SSRN’s email system delivered this week into my inbox a set of abstracts from the World Bank Policy Research Working Paper Series. This collection (all published in October 2008) speaks specifically to the potential impact of commodity price changes on African countries. These are critical issues for most African countries which are heavily dependent on the trade in commodities. But as a recent paper (2009) by Jacks, O’Rourke and Williamson highlights, commodity price volatility has not increased over time (they go back to the 1700s) and may even decrease with “world market integration”.
All of the SSRN papers are part of a larger program at the World Bank:
One paper by Wodon et al. is central to the overall project and finds that not only may poverty rates increase in much of Africa, but that those who are already poor may find themselves even worse off than they already are. Another study by Parra and Wodon was even more pessimistic about the prospects for Ghana when looking at the potential multiplier effects of high energy prices. Of course, energy prices have fallen quite a bit since they conducted their study. But their study surprisingly resembles another one conducted by Arndt et al. in Mozambique and which appeared in the journal of Agricultural Economics last year.
Generally, the findings are not that surprising and they echo other recent research (such as that by their colleagues Ivanic and Martin). However, that consensus is not unchallenged. See, for instance, Aksoy and Isik-Dikmelik.
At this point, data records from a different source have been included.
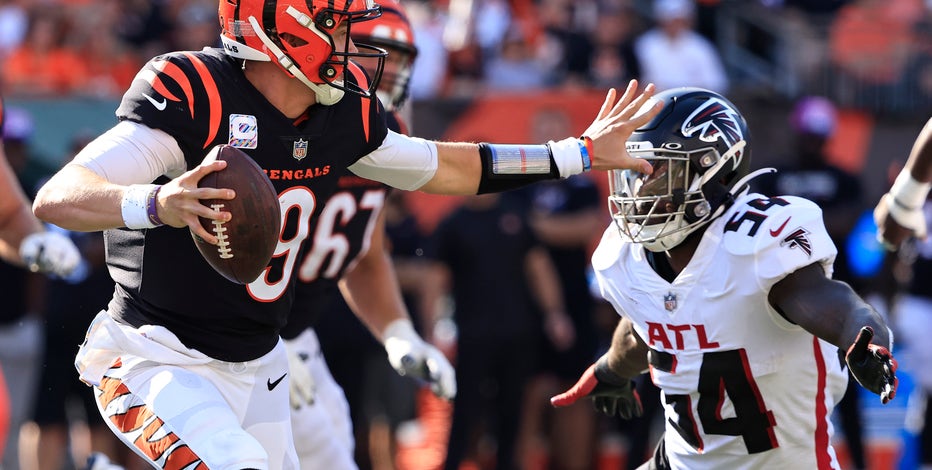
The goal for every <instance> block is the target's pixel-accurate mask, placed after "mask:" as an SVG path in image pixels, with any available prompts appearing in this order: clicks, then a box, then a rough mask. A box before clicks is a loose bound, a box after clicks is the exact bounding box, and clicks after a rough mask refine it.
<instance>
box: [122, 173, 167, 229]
mask: <svg viewBox="0 0 932 470" xmlns="http://www.w3.org/2000/svg"><path fill="white" fill-rule="evenodd" d="M157 187H158V185H155V184H131V185H129V186H127V187H126V191H124V192H123V200H122V201H120V211H121V212H122V214H123V223H124V224H125V225H126V227H127V228H131V229H133V230H138V229H146V228H155V227H158V225H157V224H155V223H153V222H152V221H151V220H149V214H148V212H147V204H148V198H149V193H151V192H152V191H154V190H155V189H156V188H157Z"/></svg>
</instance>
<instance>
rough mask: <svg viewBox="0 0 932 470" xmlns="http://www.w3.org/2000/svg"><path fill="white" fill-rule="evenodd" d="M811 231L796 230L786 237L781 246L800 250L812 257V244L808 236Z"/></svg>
mask: <svg viewBox="0 0 932 470" xmlns="http://www.w3.org/2000/svg"><path fill="white" fill-rule="evenodd" d="M808 234H809V231H808V230H806V229H804V228H802V227H800V228H797V229H796V230H793V232H792V233H790V234H789V235H787V236H786V238H784V239H783V241H781V242H780V246H788V247H790V249H792V248H799V249H800V250H803V252H805V253H806V256H810V257H811V256H812V242H811V241H809V237H808V236H807V235H808Z"/></svg>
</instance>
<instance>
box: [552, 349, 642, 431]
mask: <svg viewBox="0 0 932 470" xmlns="http://www.w3.org/2000/svg"><path fill="white" fill-rule="evenodd" d="M583 397H592V401H593V403H592V404H593V405H594V406H595V409H597V410H599V411H601V412H602V413H605V414H607V415H609V416H614V415H616V414H617V415H618V416H620V417H622V418H624V419H631V418H636V417H639V416H641V415H642V414H644V407H643V406H642V405H641V397H640V396H638V392H637V390H635V389H634V381H633V380H631V379H626V378H624V377H619V376H618V375H617V374H615V373H614V372H612V371H611V369H609V368H608V360H607V359H606V357H605V356H602V358H601V359H599V360H598V362H596V363H595V364H593V365H591V366H589V368H588V369H586V371H585V372H583V374H582V376H581V377H580V378H579V380H578V381H577V382H576V385H573V387H572V388H570V389H569V390H567V391H565V392H563V393H561V394H559V395H557V396H555V397H552V398H550V403H551V404H552V405H553V406H556V407H563V406H569V405H572V404H573V403H576V402H577V401H578V400H579V399H580V398H583Z"/></svg>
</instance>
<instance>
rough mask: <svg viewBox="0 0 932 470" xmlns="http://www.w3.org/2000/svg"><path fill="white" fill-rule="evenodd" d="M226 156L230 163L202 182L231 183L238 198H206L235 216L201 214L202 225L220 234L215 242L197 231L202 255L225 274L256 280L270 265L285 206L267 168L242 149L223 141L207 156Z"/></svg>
mask: <svg viewBox="0 0 932 470" xmlns="http://www.w3.org/2000/svg"><path fill="white" fill-rule="evenodd" d="M214 160H226V162H227V167H226V168H224V169H223V170H220V171H215V172H213V173H210V174H208V175H207V176H205V177H203V178H201V181H200V182H199V183H198V187H201V188H205V187H210V188H227V189H232V190H234V191H236V197H235V198H233V199H230V200H226V199H202V200H201V203H202V204H204V205H205V206H207V207H210V208H213V209H214V210H223V211H227V212H229V213H230V214H231V215H232V218H231V219H230V221H228V222H218V221H215V220H210V219H205V218H203V217H201V218H200V220H201V226H203V227H204V229H205V230H207V231H208V232H210V233H212V234H214V235H215V236H216V237H217V238H218V239H219V244H217V245H212V244H210V243H208V242H207V241H205V240H204V239H202V238H201V237H199V236H197V235H195V234H194V232H191V235H192V236H193V237H194V243H195V245H197V250H198V251H199V252H200V253H201V256H203V257H204V259H205V260H207V262H208V263H209V264H210V265H211V266H212V267H213V268H214V270H216V271H217V272H218V273H220V274H221V275H222V276H223V277H225V278H227V279H229V280H230V281H233V282H235V283H237V284H249V283H250V282H252V281H254V280H256V279H257V278H258V277H259V275H260V274H262V271H263V270H264V269H265V268H266V267H267V266H268V264H269V261H270V260H271V259H272V254H273V253H274V252H275V245H277V244H278V238H279V233H280V231H281V207H280V205H279V203H278V193H276V191H275V188H274V187H273V186H272V182H271V181H270V180H269V178H268V176H266V175H265V172H263V171H262V168H261V167H259V165H258V164H257V163H256V162H255V161H254V160H253V159H252V157H250V156H249V155H246V153H245V152H243V151H242V150H240V149H238V148H236V147H231V146H229V145H226V144H222V145H218V146H216V147H214V148H213V149H211V151H210V152H209V153H208V154H207V156H206V157H205V158H204V163H209V162H212V161H214Z"/></svg>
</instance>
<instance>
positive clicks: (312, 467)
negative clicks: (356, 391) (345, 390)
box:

One minor problem I have is their claim that we can generalize from their West and Central Africa findings to conclude that Africa “as a whole” could have 30 million more poor people with a 50 percent increase in “selected food prices”. Even within their sub-regions variance was relatively high (a 1.8% increase in Ghana’s poverty headcount versus a 9.6% increase in Senegal).
Overall, the work of this group is a valuable empirical addition to our understanding of the links between commodity prices and poverty.